C3TI’s demonstration projects are distinct from existing programs like Complex Innovative Trial Designs (CID) or Rare Disease Endpoint Advancement (RDEA). While those programs explore and qualify specific innovations, C3TI’s role is to streamline the process of collaboration between CDER experts, review teams, and sponsors — and to expand the breadth of innovations explored. An open application window allows proposals as early as trial conception, well before a sponsor has fully developed a protocol.
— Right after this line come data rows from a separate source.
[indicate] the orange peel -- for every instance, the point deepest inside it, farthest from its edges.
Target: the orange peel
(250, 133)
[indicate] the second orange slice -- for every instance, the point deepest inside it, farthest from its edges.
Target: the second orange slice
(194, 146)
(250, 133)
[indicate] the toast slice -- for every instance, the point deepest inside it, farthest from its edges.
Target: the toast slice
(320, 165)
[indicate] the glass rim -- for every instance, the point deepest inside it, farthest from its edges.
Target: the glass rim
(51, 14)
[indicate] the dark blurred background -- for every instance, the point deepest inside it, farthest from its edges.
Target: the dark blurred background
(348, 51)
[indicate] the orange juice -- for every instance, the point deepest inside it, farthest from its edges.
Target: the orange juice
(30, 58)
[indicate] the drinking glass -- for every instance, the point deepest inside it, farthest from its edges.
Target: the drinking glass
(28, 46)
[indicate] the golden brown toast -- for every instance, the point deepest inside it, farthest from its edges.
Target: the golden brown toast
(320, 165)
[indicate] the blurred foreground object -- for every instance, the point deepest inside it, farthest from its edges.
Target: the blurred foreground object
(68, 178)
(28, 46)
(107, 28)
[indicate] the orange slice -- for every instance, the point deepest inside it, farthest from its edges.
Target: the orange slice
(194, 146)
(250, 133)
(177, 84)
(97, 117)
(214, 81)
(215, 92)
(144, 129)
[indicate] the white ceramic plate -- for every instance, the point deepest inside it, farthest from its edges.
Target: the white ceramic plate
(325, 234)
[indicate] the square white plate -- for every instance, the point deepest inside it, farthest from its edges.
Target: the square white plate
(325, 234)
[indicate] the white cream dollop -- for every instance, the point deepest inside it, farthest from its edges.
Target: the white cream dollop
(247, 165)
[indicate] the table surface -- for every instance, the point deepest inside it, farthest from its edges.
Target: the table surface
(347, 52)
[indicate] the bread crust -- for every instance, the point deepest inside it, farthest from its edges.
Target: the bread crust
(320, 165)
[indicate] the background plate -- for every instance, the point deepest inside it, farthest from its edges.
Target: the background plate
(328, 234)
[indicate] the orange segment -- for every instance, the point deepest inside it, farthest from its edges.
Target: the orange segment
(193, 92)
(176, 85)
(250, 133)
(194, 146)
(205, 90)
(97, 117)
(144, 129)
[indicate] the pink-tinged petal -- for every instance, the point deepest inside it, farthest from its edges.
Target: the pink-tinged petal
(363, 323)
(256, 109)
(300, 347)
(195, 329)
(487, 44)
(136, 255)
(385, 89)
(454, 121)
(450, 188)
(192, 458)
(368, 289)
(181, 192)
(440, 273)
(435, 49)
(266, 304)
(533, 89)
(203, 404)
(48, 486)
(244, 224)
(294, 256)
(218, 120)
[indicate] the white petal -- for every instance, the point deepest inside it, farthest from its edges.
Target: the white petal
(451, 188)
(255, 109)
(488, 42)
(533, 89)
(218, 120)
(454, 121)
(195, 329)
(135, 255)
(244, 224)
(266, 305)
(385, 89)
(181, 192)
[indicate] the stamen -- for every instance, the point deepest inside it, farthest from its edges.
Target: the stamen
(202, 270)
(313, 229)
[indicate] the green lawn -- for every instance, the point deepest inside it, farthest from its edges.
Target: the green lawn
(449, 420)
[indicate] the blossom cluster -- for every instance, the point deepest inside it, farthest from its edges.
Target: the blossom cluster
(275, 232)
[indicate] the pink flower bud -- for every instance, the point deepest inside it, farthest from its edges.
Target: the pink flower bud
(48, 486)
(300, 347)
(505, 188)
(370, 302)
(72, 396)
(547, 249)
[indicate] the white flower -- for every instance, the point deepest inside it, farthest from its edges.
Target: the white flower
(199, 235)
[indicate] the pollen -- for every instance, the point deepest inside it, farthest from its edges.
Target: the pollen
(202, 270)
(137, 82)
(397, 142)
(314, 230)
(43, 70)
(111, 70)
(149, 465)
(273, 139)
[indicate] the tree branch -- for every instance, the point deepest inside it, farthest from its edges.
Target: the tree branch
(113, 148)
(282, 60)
Sponsors are expected to share select details of their trials and innovations as they progress, starting from the finalization of study design. This includes updates, lessons learned, and relevant insights, with confidentiality protections for proprietary information. The expectation of knowledge sharing is by design: each demonstration project is intended not only to benefit the participating sponsor, but to build a body of precedent and experience that the broader community can draw on.

AMRC members interested in engaging with C3TI can find more information at this link. Please let us know if you decide to reach out to them.

If you know of a sponsor that would be interested in talking with the CDER team, AMRC can help by putting you in touch with the proper staff. AMRC will continue its dialogue with CDER on C3TI and will monitor the evolution of the program’s demonstration projects, knowledge repository, and guidance outputs. 

CAPITOL HILL NEWS

FY2027 Funding for Health Research

President Trump’s FY2027 Budget Request, released in early April 2026, proposed an overall U.S. Health and Human Services (HHS) budget of $111.1 billion — a 12.5% reduction from FY2026 enacted levels. For health research agencies specifically, the proposed cuts were severe and would represent a fundamental reshaping of the federal biomedical research enterprise. 

Congress, however, has a different vision and has largely rejected the Trump budget for HHS. The House Appropriations Committee released its FY2027 Labor, Health and Human Services, Education, and Related Agencies (Labor-HHS) bill on June 4, 2026. The bill was approved by the Committee on June 9, 2026. Subcommittee Chairman Robert Aderholt (R-AL) characterized the bill as one that “prioritizes biomedical research, biodefense, and rural health.”

The bill provides a total discretionary allocation of $189.3 billion — $5.6 billion (3%) below FY2026 enacted levels — but significantly diverges from the President’s Budget on health research priorities:

Notably, the House bill does not adopt the President’s proposed HHS restructuring, including the consolidation of NIH institutes, signaling that Congress remains cautious about large-scale reorganization of research infrastructure, even from members of the President’s own party.

The Senate Appropriations Committee has not yet released its FY2027 Labor-HHS bill, and Senate action is not expected until late summer at the earliest. The House bill passed committee along party lines, which typically signals a more difficult floor passage and a longer conference negotiation with the Senate.

Congress faces a September 30, 2026, deadline to enact FY2027 appropriations. Given the wide gap between the House and Senate visions — and the experience of FY2026, when a government shutdown preceded a February 2026 omnibus — a Continuing Resolution (CR) extending into late 2026 or early 2027 is a realistic outcome.